Years ago, vacuum devices were commonplace in electronic systems. They are still used in high- voltage applications like satellite, radar and other applications.

But various power devices, such as IGBTs and thyristors, have displaced vacuum electronics. Devices based on silicon carbide (SiC) and gallium nitride (GaN) provide better performance.

Researchers from MIT others have found ways to extend vacuum devices. At IEDM, an MIT-led team will describe a silicon vacuum transistor operating at ~40 kV.

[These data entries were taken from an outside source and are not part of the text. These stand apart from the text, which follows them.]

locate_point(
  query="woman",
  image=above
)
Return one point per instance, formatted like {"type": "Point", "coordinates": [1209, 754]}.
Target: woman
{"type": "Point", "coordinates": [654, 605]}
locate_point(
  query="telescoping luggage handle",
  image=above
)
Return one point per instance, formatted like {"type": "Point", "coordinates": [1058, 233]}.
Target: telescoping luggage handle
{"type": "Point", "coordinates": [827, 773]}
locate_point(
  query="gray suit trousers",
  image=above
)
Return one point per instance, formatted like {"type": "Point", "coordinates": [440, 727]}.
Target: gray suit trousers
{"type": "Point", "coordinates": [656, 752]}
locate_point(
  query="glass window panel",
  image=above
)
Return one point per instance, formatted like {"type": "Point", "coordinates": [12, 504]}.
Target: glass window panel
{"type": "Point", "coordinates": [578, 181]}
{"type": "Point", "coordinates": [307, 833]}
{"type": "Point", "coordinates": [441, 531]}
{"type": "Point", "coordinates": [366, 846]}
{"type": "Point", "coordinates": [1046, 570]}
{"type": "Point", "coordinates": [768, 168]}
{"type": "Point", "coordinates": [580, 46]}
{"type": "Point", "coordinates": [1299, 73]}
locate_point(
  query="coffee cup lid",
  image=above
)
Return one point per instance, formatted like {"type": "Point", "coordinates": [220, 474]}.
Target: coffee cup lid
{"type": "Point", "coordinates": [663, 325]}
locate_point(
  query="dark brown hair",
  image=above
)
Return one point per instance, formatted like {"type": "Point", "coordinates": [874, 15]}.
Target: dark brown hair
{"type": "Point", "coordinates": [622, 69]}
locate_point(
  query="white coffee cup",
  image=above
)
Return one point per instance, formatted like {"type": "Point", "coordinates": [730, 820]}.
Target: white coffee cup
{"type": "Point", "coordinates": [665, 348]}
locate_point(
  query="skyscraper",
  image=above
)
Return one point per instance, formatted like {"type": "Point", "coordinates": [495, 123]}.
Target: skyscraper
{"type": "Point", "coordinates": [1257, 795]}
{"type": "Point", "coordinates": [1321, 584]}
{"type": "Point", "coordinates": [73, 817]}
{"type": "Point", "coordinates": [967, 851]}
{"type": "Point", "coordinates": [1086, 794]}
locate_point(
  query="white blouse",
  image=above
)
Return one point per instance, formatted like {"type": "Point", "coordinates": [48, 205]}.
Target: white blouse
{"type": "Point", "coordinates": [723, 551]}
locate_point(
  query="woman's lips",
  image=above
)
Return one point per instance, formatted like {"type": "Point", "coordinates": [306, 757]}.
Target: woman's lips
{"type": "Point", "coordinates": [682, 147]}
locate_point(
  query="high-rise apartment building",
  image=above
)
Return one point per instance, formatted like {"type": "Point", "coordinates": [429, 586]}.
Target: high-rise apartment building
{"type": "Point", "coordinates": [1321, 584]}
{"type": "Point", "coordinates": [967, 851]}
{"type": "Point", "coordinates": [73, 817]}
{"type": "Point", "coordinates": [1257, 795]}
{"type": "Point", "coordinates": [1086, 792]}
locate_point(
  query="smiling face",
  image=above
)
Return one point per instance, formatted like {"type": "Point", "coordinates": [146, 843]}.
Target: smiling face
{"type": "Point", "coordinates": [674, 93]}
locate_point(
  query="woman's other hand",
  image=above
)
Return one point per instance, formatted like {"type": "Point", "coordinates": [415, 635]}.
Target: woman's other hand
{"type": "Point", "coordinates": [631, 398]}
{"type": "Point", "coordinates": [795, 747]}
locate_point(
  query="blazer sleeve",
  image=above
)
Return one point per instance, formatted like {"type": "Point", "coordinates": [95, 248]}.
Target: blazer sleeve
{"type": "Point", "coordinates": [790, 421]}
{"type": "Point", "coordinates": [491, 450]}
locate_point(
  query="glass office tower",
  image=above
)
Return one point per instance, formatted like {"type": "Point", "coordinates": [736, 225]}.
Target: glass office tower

“Such a high voltage level is normally reserved for wide-bandgap materials like SiC and GaN,” according to an IEDM abstract from researchers. “The proof-of-concept device consists of a gated field emission array or FEA (i.e., an electron source), a vacuum drift region and a metal anode. Electrons are emitted from the gated field emission array into the vacuum through tunneling and are collected at the anode. The vacuum determines the transport properties and the high-voltage isolation.”

Vacuum transistors are suitable for a range of high-power and high-frequency applications as well next-generation X-ray sources.

3D ICs
At IDEM, ARM and GlobalFoundries will describe a new 3D IC technology and test vehicle. (Go to the link and then look for paper 15.1, entitled “A High-Density Logic-on-Logic 3DIC Design Using Face-to-Face Hybrid Wafer-Bonding on 12nm FinFET Process,” S. Sinha et al, Arm-GLOBALFOUNDRIES.)

The technology is based on a face-to-face wafer-bonding technology with 5.76µm-pitch 3D connections and 12nm finFET devices.

The technology and its “cache-coherent interconnect mesh (to allow synchronized operations in each layer) operated at up to 2.4GHz, with 10x lower bandwidth density (3.4 TB/s/mm2) and energy usage (0.02 pJ/bit) versus state-of-the-art 2.5D/3D bump-based technologies,” according to the IEDM abstract.